FOLHA - Estamos em que direção?
MEIRELLES
- Hoje é um pouco prematuro para avaliar as implicações dessa turbulência sobre a economia americana e a do resto do mundo e o ordenamento desse ajuste. Os BCs dos países mais afetados estão tomando todas as medidas visando evitar que esse ajuste seja desordenado. Como a exposição total das instituições financeiras norte-americanas ao mercado imobiliário ainda é objeto de certa incerteza, as oscilações podem continuar por algumas semanas. Por quanto tempo? Vai depender do surgimento de novas ocorrências de algumas entidades que estejam com dificuldades. Há um fator nessa turbulência que é positivo: o fato de o risco ter sido absorvido por agentes do mundo inteiro. De outro lado, é negativo, porque a turbulência se espalha muito.

FOLHA - Quais as repercussões dessa crise para o cenário econômico global e para o Brasil, em particular?
MEIRELLES
- Esta é a grande questão do momento: avaliar até que ponto as perdas do mercado de crédito americano poderão gerar um determinado nível de aperto de crédito que poderia prejudicar a economia americana em primeiro lugar e, em segundo, as demais. Não é algo muito claro hoje. Em relação ao Brasil, ele está muito mais bem preparado. Ninguém é imune a uma crise de grandes proporções. Mas não há dúvida de que o Brasil está hoje numa posição muito mais confortável para enfrentar os problemas causados pelos ajustes nos mercados.

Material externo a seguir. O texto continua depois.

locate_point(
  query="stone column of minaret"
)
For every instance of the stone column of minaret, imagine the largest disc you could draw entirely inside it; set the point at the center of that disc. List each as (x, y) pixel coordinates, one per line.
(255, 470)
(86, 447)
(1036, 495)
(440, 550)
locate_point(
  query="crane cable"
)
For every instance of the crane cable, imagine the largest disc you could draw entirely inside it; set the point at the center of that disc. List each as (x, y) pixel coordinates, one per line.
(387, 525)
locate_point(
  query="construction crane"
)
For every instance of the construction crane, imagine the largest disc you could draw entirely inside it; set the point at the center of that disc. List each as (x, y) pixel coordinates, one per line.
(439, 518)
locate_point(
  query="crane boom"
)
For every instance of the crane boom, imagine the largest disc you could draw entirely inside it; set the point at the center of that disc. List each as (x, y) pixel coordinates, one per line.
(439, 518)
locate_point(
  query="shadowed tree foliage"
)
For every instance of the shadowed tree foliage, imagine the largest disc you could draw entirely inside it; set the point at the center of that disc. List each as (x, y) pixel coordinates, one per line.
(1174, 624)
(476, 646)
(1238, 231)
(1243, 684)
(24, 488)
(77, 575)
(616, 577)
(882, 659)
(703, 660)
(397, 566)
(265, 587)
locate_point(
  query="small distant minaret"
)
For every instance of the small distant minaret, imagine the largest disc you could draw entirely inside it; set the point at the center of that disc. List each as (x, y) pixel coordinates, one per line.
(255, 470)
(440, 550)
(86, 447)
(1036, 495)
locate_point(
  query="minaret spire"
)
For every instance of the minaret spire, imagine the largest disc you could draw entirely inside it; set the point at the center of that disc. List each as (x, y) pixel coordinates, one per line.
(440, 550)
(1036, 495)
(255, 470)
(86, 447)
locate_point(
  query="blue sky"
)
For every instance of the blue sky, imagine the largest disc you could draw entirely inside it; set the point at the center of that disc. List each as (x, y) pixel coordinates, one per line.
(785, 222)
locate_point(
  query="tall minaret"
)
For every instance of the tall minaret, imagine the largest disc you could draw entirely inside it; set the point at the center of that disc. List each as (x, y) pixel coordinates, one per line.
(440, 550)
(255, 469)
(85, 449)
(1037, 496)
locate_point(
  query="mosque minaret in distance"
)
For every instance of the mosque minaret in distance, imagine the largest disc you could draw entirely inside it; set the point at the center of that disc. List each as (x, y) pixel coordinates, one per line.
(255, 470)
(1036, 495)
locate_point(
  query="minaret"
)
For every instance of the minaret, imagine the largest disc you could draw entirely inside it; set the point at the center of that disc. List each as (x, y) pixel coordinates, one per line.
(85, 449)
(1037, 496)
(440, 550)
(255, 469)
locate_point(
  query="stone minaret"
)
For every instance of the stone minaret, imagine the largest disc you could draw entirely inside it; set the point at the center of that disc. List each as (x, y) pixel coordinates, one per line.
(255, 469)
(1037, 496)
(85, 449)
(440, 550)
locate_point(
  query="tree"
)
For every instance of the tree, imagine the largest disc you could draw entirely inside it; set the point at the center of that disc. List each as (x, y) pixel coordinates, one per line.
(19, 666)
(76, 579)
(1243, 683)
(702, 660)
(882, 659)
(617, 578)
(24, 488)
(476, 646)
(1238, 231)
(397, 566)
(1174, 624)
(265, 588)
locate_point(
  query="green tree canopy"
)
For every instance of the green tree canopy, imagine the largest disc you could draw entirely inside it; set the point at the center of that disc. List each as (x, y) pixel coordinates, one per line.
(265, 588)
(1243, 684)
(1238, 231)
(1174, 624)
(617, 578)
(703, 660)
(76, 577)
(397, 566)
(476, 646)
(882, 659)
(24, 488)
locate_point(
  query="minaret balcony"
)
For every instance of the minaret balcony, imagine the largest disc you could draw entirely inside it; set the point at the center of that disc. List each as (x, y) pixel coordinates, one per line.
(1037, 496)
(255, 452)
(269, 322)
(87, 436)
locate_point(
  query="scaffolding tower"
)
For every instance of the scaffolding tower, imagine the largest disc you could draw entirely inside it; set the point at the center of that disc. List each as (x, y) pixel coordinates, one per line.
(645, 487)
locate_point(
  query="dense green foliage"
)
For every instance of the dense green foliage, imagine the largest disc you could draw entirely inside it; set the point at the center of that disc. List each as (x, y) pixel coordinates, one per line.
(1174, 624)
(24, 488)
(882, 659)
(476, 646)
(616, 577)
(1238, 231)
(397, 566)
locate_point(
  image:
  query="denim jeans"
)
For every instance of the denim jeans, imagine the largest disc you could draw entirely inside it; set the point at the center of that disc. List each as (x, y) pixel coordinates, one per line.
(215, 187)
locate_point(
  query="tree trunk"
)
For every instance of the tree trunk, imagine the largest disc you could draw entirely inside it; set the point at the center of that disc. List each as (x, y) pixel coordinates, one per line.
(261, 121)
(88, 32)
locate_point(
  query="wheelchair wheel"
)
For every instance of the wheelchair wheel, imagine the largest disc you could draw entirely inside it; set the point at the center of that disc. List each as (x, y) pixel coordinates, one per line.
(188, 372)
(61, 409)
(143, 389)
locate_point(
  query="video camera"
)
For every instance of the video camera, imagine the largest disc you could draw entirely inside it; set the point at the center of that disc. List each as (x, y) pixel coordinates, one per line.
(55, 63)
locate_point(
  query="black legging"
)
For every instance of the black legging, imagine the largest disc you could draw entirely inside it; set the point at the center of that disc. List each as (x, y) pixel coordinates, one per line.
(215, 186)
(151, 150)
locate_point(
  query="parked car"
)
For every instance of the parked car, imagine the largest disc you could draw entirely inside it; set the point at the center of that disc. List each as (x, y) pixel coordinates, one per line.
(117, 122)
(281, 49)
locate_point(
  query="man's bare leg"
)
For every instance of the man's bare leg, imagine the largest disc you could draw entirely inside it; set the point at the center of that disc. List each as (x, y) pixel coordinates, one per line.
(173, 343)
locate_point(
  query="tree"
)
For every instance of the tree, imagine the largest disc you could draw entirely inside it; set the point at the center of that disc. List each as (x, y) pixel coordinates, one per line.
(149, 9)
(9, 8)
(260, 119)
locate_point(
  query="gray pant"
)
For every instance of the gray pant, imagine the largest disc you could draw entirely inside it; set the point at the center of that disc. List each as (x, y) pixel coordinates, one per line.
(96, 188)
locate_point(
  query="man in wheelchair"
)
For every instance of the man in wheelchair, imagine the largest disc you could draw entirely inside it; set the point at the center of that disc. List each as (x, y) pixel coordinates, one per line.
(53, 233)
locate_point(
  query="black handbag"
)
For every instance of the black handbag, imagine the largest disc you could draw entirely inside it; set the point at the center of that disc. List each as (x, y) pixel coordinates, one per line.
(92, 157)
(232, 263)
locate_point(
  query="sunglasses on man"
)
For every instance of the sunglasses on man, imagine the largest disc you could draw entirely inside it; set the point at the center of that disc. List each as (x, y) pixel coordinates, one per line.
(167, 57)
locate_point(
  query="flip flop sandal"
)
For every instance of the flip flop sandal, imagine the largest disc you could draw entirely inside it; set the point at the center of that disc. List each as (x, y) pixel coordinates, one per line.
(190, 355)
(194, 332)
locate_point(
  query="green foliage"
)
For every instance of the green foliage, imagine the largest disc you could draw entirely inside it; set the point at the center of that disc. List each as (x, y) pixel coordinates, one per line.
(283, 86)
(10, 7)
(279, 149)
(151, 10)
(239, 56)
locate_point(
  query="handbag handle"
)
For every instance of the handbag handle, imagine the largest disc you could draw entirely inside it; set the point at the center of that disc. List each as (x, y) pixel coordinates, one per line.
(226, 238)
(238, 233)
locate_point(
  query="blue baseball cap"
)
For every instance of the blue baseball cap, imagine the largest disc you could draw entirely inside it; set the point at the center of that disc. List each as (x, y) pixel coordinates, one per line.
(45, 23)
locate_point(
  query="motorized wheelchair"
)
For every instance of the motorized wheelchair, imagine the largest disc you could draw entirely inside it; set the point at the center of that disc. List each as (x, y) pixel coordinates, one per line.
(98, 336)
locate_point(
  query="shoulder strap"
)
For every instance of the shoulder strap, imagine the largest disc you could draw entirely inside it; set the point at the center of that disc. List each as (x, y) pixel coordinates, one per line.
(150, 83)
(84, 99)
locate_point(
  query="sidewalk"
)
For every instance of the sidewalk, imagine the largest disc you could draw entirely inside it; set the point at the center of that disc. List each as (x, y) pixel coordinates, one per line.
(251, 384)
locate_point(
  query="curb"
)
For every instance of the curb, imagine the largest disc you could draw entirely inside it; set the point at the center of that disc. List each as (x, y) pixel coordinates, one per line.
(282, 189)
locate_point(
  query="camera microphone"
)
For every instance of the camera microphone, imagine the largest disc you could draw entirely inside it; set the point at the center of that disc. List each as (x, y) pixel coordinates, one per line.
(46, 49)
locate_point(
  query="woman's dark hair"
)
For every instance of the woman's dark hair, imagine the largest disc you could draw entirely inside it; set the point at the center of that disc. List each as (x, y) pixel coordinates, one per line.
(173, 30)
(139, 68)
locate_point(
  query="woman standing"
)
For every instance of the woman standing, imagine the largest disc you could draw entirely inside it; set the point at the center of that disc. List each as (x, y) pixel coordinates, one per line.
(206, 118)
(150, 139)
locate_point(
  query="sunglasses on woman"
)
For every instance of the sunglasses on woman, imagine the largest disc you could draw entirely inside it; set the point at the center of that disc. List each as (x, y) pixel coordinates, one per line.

FOLHA - Em que o sr. baseia essa confiança?
MEIRELLES
- O Brasil tem hoje uma economia muito mais balanceada do que tivemos por muito tempo. Uma das fontes de vulnerabilidade foi o setor externo, que hoje é um ponto forte. Reservas internacionais superiores a US$ 150 bilhões mostram a sua importância. Sempre dissemos que havia um custo [das reservas], mas que os benefícios o superavam, e muito. Agora, num período como esse, os ganhos propiciados pela acumulação das reservas ficam mais evidentes. Outro ponto importante é que o câmbio flutuante funciona como uma primeira linha de defesa de choques externos. Além disso, é preciso notar que o BC já estava preocupado com uma certa exuberância nos preços dos ativos de risco.

FOLHA - Preocupado como?
MEIRELLES
- No sentido de que o mercado brasileiro pudesse assumir riscos que, em momentos como este, poderiam trazer problemas para as instituições e para a economia. Foi exatamente visando se prevenir contra isso que o BC introduziu medidas prudenciais na área de risco cambial. Fez passar a ser exigida a alocação de capital para determinados tipos de risco, o que fez as instituições diminuírem suas exposições nesse mercado, o que se prova agora uma medida prudente.
Temos ainda o saldo positivo na balança, uma política monetária que conseguiu ancorar as expectativas de inflação. Com isso, os mercados brasileiros continuam funcionando em absoluta normalidade, sem necessidade de injeções extraordinárias de liquidez.